We have held two small exhibitions thus far, and published the small catalogue The Rugs of War (2003), which has sold out and is now available online. The first exhibition of 25 works in Canberra was mounted in the Australian National University School of Art in the context of the 2003 Fusions conference, and 15 works were subsequently shown in Adelaide at the Nexus Gallery. Critical reaction to the latter has been strong: see Peter Hill and Susan McCulloch’s reviews in The Australian and The Sydney Morning Herald. Peter Hills’ perception of the potential relation of this work to the contemporary Australian art elsewhere the Adelaide Biennale is relevant to our own motivations. In these two small shows we’ve demonstrated that this work deserves to be seen as contemporary art, and that the shift from the floors of domestic spaces to the walls of the gallery effects a dramatic conceptual and aesthetic re-evaluation. Viewers (and critics) have been deeply moved by the experience.

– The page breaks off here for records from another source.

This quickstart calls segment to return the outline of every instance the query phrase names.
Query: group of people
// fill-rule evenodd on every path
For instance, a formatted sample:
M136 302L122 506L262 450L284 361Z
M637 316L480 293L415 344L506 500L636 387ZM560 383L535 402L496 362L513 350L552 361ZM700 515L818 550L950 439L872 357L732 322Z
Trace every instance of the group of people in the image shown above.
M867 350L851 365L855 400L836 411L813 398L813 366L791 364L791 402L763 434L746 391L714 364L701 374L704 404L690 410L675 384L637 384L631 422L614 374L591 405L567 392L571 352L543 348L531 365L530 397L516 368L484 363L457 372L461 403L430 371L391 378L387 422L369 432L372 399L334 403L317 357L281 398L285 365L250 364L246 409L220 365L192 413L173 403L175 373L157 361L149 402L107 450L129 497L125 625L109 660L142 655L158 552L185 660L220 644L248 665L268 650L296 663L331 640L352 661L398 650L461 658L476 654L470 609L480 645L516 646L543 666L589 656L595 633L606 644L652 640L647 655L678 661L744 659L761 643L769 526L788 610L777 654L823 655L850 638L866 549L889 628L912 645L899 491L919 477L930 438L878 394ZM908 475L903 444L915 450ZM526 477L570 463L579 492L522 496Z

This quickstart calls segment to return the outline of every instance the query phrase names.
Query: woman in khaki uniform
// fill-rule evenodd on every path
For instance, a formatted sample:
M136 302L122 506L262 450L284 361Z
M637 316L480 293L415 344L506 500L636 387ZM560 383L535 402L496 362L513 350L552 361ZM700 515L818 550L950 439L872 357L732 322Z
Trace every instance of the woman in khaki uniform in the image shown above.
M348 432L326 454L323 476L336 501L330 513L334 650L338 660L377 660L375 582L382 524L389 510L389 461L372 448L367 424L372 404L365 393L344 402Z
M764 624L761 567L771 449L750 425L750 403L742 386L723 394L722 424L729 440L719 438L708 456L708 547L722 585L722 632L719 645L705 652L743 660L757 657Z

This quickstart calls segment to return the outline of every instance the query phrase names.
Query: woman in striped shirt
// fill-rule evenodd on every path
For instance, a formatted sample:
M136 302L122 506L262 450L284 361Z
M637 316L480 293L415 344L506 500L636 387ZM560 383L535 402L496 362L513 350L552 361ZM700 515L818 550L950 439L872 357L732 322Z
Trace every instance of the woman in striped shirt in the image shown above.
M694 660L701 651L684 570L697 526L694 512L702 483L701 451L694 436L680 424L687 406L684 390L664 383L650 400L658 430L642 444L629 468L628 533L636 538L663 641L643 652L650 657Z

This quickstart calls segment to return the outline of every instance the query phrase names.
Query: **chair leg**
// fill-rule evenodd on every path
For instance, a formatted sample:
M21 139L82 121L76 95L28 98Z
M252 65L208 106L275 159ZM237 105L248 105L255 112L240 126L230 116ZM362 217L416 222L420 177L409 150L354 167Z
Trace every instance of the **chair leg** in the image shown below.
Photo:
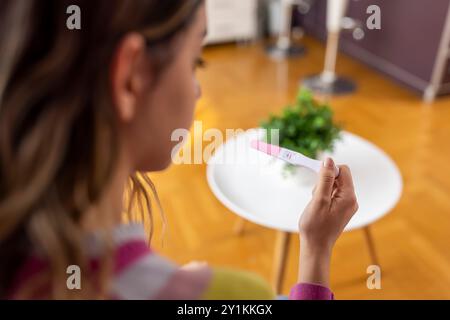
M242 236L242 234L245 231L245 225L247 224L247 221L244 218L238 218L238 221L236 221L233 231L237 236Z
M290 244L290 234L288 232L278 232L275 243L274 259L274 290L280 294L283 286L284 275L286 272L286 262L288 258Z
M366 238L367 246L369 248L371 262L373 265L379 266L378 256L377 256L377 253L375 250L375 245L373 242L372 231L370 230L369 226L365 227L363 231L364 231L364 236Z

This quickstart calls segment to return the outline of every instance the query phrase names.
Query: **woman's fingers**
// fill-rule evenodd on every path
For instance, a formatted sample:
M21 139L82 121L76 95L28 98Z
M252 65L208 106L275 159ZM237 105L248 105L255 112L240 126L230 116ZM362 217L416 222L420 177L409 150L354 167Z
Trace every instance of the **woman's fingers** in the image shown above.
M319 173L319 183L314 196L322 200L331 199L335 180L334 161L331 158L327 158Z

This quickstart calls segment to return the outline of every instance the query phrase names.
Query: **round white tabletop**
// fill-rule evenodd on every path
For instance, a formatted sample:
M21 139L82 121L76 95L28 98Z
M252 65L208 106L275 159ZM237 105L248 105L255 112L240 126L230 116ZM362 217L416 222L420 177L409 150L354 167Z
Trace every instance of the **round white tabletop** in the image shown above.
M222 204L242 218L298 232L298 220L311 200L317 175L304 172L303 181L283 175L281 160L250 148L259 136L258 130L249 130L218 148L208 161L209 186ZM403 183L399 169L386 153L354 134L344 132L342 136L329 156L337 164L348 165L353 174L359 210L346 228L349 231L388 214L401 197Z

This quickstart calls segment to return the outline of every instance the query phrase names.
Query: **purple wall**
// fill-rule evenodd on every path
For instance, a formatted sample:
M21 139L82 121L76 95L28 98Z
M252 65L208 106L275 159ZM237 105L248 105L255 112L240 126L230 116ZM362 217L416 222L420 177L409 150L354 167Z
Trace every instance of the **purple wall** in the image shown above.
M308 33L325 38L326 0L303 18ZM341 48L379 71L423 91L431 79L450 0L350 0L347 16L366 25L370 5L381 8L381 30L355 41L344 33Z

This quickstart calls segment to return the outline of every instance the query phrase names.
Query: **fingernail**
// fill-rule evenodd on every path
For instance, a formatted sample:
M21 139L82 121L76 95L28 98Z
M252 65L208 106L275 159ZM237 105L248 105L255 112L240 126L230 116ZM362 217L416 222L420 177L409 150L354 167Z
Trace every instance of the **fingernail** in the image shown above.
M327 158L325 160L325 167L330 168L330 169L334 169L334 161L331 158Z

“War rugs” are the product of the nomadic Baluchi people of Northern Afghanistan, most of whom were displaced to Iran and Pakistan during the two decades of conflict since the Russian occupation in 1979. Many of the makers have apparently now returned to the northern parts of the country, and although there is evidence of continuing production of minor and propagandistic works, recent experience suggests the “war rug” genre is no longer part of their repertoire.

These works first started appearing in Australia in 1988, later through mainstream rug dealers (eg. Cadry’s) and in the art world through Ray Hughes (1993/4), as detailed in Tim Bonyhady’s catalogue essay Out of Afghanistan (use link to catalogue above). Tim’s essay details the various contexts in which a number of early collections have been exhibited in Europe in the early 90s (Aubry, Frembergen & Mohm) and the relevance of their accompanying publications.

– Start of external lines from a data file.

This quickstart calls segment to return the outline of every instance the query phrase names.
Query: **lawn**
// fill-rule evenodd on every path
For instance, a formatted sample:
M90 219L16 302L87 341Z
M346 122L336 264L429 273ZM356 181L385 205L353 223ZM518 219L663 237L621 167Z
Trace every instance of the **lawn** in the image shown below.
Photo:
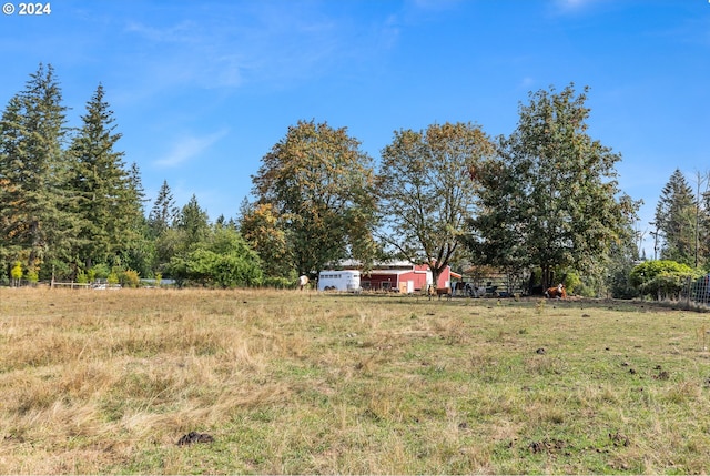
M0 288L2 474L710 470L710 314ZM205 442L179 445L190 432Z

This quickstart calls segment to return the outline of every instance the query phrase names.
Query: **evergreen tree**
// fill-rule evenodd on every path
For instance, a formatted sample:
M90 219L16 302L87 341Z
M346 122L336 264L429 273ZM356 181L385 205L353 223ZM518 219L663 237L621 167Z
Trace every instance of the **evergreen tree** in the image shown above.
M656 227L660 236L661 259L694 266L696 196L679 169L661 191L656 205Z
M175 206L173 193L170 190L170 185L168 185L168 181L164 180L158 191L158 198L153 203L153 209L148 216L151 236L156 239L172 227L178 217L178 212L179 210L178 206Z
M53 68L40 64L0 120L0 246L33 271L71 247L65 111Z
M134 220L131 225L132 239L123 255L126 267L136 271L141 276L153 274L151 269L155 253L155 242L150 239L150 227L145 217L143 204L146 202L145 191L141 181L141 172L135 162L129 170L129 190L133 199Z
M210 232L207 212L200 207L197 198L193 194L190 202L182 207L176 221L178 230L184 234L184 249L190 250L205 240Z
M141 213L139 191L125 170L123 152L115 151L121 139L104 100L102 85L87 104L83 126L69 149L72 160L70 190L72 212L80 220L77 254L90 269L108 263L136 237Z

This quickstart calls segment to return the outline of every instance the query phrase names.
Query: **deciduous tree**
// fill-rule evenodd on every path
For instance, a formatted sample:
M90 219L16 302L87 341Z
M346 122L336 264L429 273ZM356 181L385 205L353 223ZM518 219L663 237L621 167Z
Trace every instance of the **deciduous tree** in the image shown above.
M291 266L315 273L342 259L367 260L375 196L372 159L345 128L298 121L252 176L287 234Z
M428 263L434 283L455 259L475 211L471 171L494 151L488 135L470 123L397 131L382 151L381 236L406 260Z
M594 270L630 230L638 203L616 181L618 153L587 133L587 91L540 90L520 105L499 156L474 174L480 184L469 245L486 263Z

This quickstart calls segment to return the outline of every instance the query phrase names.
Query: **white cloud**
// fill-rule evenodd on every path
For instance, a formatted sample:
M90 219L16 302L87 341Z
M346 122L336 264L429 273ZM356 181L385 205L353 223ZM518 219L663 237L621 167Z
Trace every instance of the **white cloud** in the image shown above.
M214 132L209 135L187 135L178 140L171 151L162 159L154 162L160 168L174 168L193 159L200 158L214 143L227 134L227 130Z

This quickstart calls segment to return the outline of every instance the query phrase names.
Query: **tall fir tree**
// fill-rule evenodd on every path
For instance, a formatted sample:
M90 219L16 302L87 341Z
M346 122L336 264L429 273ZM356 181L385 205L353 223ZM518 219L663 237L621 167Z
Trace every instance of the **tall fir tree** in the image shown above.
M141 276L153 274L151 265L155 253L155 243L150 239L150 229L145 217L145 191L141 181L141 171L135 162L129 169L129 190L133 196L134 219L131 224L132 239L123 253L123 264L136 271Z
M697 203L692 188L676 169L656 205L656 229L662 236L661 259L694 266Z
M168 229L172 227L178 219L178 213L179 209L175 205L175 199L170 185L168 185L168 181L164 180L148 216L151 236L153 239L160 237Z
M0 120L0 247L28 270L48 272L71 247L65 111L54 69L40 64Z
M77 256L83 266L109 263L135 239L141 213L138 190L116 151L121 134L114 132L113 112L100 84L87 103L83 126L69 149L72 161L71 210L80 222Z

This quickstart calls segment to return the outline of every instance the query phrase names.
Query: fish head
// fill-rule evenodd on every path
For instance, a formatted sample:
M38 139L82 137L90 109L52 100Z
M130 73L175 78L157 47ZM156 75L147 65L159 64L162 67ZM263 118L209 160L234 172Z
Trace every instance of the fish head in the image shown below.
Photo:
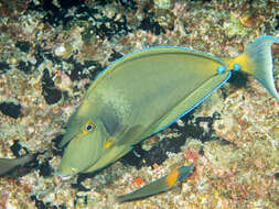
M74 113L60 146L65 146L57 174L67 179L83 173L101 155L108 134L100 120Z

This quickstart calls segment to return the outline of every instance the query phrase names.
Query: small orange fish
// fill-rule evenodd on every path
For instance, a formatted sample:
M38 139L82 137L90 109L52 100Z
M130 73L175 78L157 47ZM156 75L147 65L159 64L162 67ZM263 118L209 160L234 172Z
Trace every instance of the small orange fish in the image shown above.
M176 186L178 183L182 182L185 177L190 176L194 168L195 167L192 165L175 168L169 175L163 176L158 180L151 182L132 193L116 197L116 200L119 202L132 201L168 191Z

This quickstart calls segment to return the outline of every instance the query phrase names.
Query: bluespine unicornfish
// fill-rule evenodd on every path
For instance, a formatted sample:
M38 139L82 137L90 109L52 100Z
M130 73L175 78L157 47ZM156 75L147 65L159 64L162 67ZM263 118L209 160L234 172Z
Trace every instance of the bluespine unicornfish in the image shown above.
M116 197L119 202L143 199L172 189L178 183L185 179L194 170L194 166L181 166L173 169L169 175L151 182L148 185L126 195Z
M279 100L272 76L273 36L262 36L235 58L178 46L159 46L124 56L88 88L71 116L60 144L57 174L96 172L133 145L171 125L226 82L235 70L254 76Z

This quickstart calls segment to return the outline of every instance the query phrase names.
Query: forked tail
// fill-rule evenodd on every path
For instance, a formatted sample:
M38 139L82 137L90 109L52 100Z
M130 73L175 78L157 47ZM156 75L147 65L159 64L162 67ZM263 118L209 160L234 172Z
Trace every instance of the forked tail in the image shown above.
M279 101L273 79L271 45L279 38L267 35L257 38L243 54L232 61L235 69L253 75Z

Apart from the Australian War Memorial’s recent acquisition of two small rugs of the “War Against Terror” era, and the Powerhouse Museum’s recent acquisition of a minor work, we have uncovered no evidence of these being acquired by any significant art museum in Australia or internationally.

Other publications reveal scant research or critical enquiry of the kind we have initiated in The Rugs of War. Little or no anthropological work has been done in the region since 1979, for obvious reasons. The only exception discovered thus far is Brian Spooner, a US anthropologist in his “Weavers and dealers: the authenticity of an oriental carpet”,1986 (see our Bibliography).

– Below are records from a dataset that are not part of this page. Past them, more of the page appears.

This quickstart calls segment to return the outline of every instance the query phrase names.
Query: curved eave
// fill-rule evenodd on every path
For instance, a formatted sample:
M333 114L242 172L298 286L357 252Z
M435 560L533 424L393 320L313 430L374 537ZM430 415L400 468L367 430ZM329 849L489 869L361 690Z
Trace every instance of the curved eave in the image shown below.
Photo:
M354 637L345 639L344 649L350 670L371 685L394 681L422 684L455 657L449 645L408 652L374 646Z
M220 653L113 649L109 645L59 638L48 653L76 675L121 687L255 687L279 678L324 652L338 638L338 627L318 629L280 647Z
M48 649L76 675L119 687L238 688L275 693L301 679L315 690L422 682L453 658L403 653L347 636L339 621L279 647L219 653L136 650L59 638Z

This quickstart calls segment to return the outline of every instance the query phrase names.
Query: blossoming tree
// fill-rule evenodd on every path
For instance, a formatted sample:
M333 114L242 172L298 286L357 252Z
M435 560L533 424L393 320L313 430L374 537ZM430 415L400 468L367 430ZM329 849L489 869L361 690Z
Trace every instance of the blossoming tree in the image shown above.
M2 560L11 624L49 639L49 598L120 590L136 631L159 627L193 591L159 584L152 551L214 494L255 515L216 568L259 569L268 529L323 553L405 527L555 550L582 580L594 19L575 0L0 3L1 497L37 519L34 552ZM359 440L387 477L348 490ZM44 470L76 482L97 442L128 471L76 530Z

We know of approximately 100 or so in war rugs in Australian collections, plus the works in the two other existing publications (Aubry, Frembergen & Mohm) and plus those featured on web-based collection databases and dealer websites.

The essays in The Rugs of War are the first published analytical and interpretative texts produced in an academic context. They have established a groundswell of interest in the project. It’s our intention to build on this in a future publication. We know of two significant private collections in the US and a number in Europe.

Access to the circumstances of production has already been explored by our collaborator Jasleen Dhamija in recent visits to Afghanistan and we are hopeful first hand experience will overcome some of these impediments to understanding the nature of these works’ production.